Closed kenkellner closed 5 years ago

kenkellner commented 5 years ago

Supports all combinations of key function, sampling type, and mixture. I added a bunch of tests to try to cover as many of the combinations as possible.

A possible future CRAN issue is that there are now some C++ compiler warnings apparently as a result of some namespace overlaps between RcppArmadillo and R_ext (used for integration). It does ultimately compile fine though, at least on my computer, and R CMD check is clean.

@rbchan I also found a possible bug in the R engine when there are missing y values. Can you check the commit comment in the patch to see if you agree with the change I made?

rbchan commented 5 years ago

@kenkellner This looks great. Regarding gdistsamp, it's been a long time, but isn't it the case that the vector y[i,,t] must be all NA or have no NAs? In other words, you can't have a count in the one distance interval without having counts in all the distance intervals (for a given site and a given primary period). Perhaps that is why I didn't try to handle NA's in that case. Or perhaps it was an oversight.

kenkellner commented 5 years ago

That makes sense to me. However, that's not how it seems to work currently - you can have individual NAs in a y vector and the algorithm drops just those values and not the whole primary period/site, based on my tests.

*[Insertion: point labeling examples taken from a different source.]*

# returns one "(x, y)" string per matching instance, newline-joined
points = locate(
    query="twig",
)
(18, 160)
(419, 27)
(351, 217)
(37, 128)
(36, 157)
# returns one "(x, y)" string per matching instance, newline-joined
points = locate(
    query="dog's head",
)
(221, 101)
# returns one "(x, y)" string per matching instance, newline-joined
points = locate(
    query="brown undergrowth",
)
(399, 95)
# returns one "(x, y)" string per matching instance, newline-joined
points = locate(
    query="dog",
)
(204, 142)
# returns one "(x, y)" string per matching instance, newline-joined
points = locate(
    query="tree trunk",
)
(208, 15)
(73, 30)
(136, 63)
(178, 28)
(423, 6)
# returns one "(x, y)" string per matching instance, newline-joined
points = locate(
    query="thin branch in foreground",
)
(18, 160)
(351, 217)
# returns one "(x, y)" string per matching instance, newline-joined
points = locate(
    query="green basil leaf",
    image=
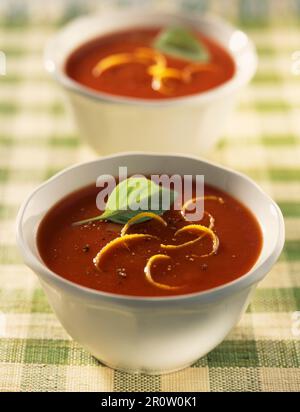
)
(182, 43)
(133, 196)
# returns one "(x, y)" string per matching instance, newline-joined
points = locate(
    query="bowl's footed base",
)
(144, 371)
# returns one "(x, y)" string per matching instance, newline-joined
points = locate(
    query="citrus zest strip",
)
(118, 242)
(158, 70)
(141, 216)
(148, 274)
(196, 228)
(141, 55)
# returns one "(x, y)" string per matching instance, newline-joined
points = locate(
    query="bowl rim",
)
(254, 275)
(224, 89)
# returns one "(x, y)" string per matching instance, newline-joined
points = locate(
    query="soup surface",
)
(70, 250)
(136, 78)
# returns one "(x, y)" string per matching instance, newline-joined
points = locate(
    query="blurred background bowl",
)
(191, 124)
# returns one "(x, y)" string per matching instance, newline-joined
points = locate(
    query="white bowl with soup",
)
(129, 318)
(124, 107)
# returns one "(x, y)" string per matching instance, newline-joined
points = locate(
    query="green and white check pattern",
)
(38, 138)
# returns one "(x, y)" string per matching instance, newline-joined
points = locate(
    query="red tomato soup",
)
(122, 76)
(69, 250)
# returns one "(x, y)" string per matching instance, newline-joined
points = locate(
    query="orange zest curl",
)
(141, 216)
(148, 273)
(157, 67)
(200, 229)
(119, 241)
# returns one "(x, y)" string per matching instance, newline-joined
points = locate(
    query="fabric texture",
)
(38, 137)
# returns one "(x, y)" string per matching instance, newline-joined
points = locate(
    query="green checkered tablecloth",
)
(38, 138)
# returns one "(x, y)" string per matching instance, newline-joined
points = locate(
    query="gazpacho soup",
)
(149, 253)
(151, 63)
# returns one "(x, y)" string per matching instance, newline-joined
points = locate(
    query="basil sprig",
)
(181, 42)
(133, 196)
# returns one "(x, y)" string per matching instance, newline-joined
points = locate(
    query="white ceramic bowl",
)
(113, 124)
(155, 334)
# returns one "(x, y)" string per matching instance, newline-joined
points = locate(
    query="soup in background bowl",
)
(151, 334)
(114, 118)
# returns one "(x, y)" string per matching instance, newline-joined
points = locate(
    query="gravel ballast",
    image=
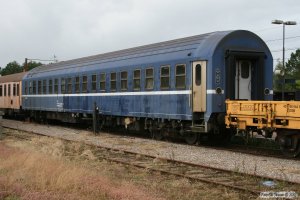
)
(251, 164)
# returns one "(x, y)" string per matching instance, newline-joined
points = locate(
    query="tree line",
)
(14, 67)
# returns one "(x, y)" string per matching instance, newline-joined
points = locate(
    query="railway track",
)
(245, 183)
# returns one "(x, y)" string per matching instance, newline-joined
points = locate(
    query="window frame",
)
(14, 89)
(102, 83)
(62, 85)
(69, 85)
(124, 81)
(177, 76)
(84, 84)
(77, 84)
(165, 77)
(94, 83)
(56, 86)
(149, 78)
(50, 86)
(137, 79)
(44, 90)
(113, 82)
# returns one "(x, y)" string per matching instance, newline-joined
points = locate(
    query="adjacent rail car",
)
(273, 117)
(174, 87)
(10, 93)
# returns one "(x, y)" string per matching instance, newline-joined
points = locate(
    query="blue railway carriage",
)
(174, 87)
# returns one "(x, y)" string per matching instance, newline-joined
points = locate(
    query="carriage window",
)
(50, 87)
(5, 90)
(94, 83)
(30, 87)
(69, 87)
(33, 87)
(137, 79)
(55, 86)
(39, 87)
(8, 90)
(77, 90)
(149, 79)
(14, 89)
(44, 87)
(113, 81)
(26, 88)
(245, 70)
(84, 83)
(102, 82)
(198, 74)
(63, 86)
(165, 77)
(18, 89)
(180, 76)
(123, 81)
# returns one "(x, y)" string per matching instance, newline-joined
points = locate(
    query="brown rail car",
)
(11, 93)
(271, 117)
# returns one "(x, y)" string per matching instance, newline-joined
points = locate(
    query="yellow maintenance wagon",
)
(270, 117)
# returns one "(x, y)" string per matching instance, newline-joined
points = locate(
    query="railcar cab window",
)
(44, 86)
(137, 79)
(113, 81)
(84, 84)
(180, 76)
(149, 79)
(63, 85)
(123, 81)
(198, 75)
(77, 79)
(69, 87)
(102, 82)
(165, 77)
(94, 83)
(56, 86)
(50, 87)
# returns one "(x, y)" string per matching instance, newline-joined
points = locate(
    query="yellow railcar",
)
(272, 117)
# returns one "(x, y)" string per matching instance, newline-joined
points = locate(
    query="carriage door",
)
(243, 79)
(199, 86)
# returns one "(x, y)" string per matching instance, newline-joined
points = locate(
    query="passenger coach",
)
(174, 87)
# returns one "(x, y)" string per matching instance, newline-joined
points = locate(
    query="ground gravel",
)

I commented the relevant section of code (before my edits) below to try to clarify the issue:

#naflag is a boolean array indicating when the corresponding y value is NA.

cp[J+1] <- 1 - sum(cp) # cp values for all Ys, even Ys that are NAs, included in sum

mn[, t] <- lfac.k - lfac.kmyt[i, t,] +
                    sum(y[i, t, !naflag[i,t,]] *  #NAs dropped here leaving a shorter vector
                    log(cp[which(!naflag[i,t,])])) +  #NAs dropped from cp here as well to match
                    kmyt[i, t,] * log(cp[J+1])  #but not accounted for here since cp[J+1] sums all cp

I think I agree with you though that if there are any missing values the whole site/primary period should be dropped from the likelihood. It's harder to imagine a common situation where you have missing distance interval counts vs. missing replicated counts (as with gmultmix). It would be pretty easy to change this in the code if you think that's how it should work.

rbchan commented 5 years ago

Yes, I think that is how it should work. And I thought that is how I had coded it, but it sounds like I was mistaken. If you're up for changing it, that would be great. Thanks again.